Als der Druck aus Gesellschaft, Medien und von einigen Spielern wie Thiago vom FC Bayern ("Das ist verrückt. Bitte hört auf herumzualbern und stellt euch der Realität. Um ehrlich zu sein, gibt es viel wichtigere Prioritäten als Sport!") zu groß wurde und mit Luca Kilian vom SC Paderborn der erste Bundesliga-Profi positiv auf Corona getestet wurde, stellte die DFL den Spielbetrieb wenige Stunden vor Anpfiff der ersten Partien in der Bundesliga und Zweiten Liga vorerst ein.

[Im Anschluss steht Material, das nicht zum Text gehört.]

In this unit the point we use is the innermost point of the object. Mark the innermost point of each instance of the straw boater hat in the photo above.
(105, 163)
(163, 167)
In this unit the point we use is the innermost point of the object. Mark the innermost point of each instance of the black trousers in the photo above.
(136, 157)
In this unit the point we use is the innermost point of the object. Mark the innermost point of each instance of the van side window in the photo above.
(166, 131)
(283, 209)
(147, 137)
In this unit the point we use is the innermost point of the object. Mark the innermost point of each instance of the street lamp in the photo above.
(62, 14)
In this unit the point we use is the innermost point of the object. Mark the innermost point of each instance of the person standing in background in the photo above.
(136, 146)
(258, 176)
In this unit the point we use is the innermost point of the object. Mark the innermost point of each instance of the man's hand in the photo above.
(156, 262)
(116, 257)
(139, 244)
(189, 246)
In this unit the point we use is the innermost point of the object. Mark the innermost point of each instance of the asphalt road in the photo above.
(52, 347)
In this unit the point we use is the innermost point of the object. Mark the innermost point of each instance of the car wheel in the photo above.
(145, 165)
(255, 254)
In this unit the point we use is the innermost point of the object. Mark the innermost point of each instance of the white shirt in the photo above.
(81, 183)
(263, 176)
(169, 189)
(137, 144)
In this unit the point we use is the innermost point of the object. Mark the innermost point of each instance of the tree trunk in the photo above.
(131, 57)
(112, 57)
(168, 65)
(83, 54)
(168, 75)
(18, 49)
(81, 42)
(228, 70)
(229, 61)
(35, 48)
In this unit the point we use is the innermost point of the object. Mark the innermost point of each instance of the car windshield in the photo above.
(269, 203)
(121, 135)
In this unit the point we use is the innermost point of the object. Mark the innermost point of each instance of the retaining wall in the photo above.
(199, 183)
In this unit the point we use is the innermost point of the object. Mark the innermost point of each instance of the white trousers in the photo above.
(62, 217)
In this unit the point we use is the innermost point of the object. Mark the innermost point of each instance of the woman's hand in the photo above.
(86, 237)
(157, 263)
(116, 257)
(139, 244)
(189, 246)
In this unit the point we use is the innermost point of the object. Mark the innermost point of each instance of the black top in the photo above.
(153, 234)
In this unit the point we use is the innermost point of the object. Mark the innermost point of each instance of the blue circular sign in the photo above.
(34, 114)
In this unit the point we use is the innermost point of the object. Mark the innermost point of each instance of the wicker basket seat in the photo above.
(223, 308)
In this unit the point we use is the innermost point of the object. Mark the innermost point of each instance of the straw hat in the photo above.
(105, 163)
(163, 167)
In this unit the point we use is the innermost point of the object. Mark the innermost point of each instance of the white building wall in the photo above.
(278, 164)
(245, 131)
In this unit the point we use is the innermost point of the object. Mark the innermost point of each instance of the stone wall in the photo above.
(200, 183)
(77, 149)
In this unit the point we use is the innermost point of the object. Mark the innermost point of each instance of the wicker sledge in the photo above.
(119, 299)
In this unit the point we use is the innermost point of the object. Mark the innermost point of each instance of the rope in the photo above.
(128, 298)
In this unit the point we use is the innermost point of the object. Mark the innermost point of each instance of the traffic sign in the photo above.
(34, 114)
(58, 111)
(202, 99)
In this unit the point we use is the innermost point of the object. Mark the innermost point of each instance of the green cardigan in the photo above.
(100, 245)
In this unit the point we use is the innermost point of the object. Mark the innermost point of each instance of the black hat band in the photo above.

"Darüber hinaus empfiehlt das Gremium der am kommenden Montag tagenden Mitgliederversammlung der Profiklubs, die Aussetzung des Spielbetriebs bis 2. April fortzusetzen", hieß es. Das Rheinderby zwischen Mönchengladbach und dem 1. FC Köln, eine Nachholpartie, hatte am 11. März bereits vor leeren Zuschauerrängen stattgefunden.
Erst am 16. Mai konnte die Liga den (Geisterspiel-)Betrieb wieder aufnehmen. Am 16. Juni konnten die Bayern mit einem 1:0 bei Werder Bremen die achte Meisterschaft hintereinander klarmachen - eine freudlosere als sonst, so ganz ohne Stadionpublikum.
Flick: Intensität und Lautstärke der Bremer Kommentare ist bemerkenswert
An diesem Samstag, dem 13. März 2021, steigt die 110. Auflage zwischen Bremen und Bayern. Es ist das Rekord-Duell der Liga. Man blickt auf Werder und die Frage: Wird's wieder laut im leeren Stadion? Wird's gar unanständig oder unflätig wie zuletzt?
Der Hintergrund: Während des letzten Bremer Heimspiels gegen Eintracht Frankfurt (2:1) vor zwei Wochen waren beide Lager verbal aneinandergeraten. Eintracht-Coach Adi Hütter beschwerte sich hinterher: "Hier ist es immer speziell. Das hat mit einem Niveau nichts zu tun."
Es war davon die Rede, dass die Betreuer der Gastgeber mit ziemlich rauem Ton permanent auf die Schiedsrichter und Gegner eingewirkt hätten. Wogegen sich Kohfeldt energisch wehrte. Allerdings fiel auch Bayern-Coach Hansi Flick beim 1:1 im Hinspiel in der Allianz Arena auf, dass Intensität und Lautstärke der Bremer Kommentare bemerkenswert sind.
DFL hofft auf Teilöffnung der Stadien mit 40 Prozent Auslastung
Gebrüll von Bank oder Tribüne geht unter, sind die Fans einmal zurück. Aber wann? Die DFL erhofft sich von den nächsten Bund-Länder-Beratungen am 22. März Klarheit und betreibt Lobbyarbeit für ihr Konzept einer 20-köpfigen Expertengruppe zur Teilöffnung der Stadien mit einer Auslastung von bis zu 40 Prozent.
Mit Schnelltests oder Impfnachweis, digitaler Kontakt-Nachverfolgung, personalisierten Eintrittskarten, Maskenpflicht und Alkoholverbot. Andererseits: Aktuell steigt die Zahl der Infizierten und damit die Inzidenz. Ein Teufelskreis.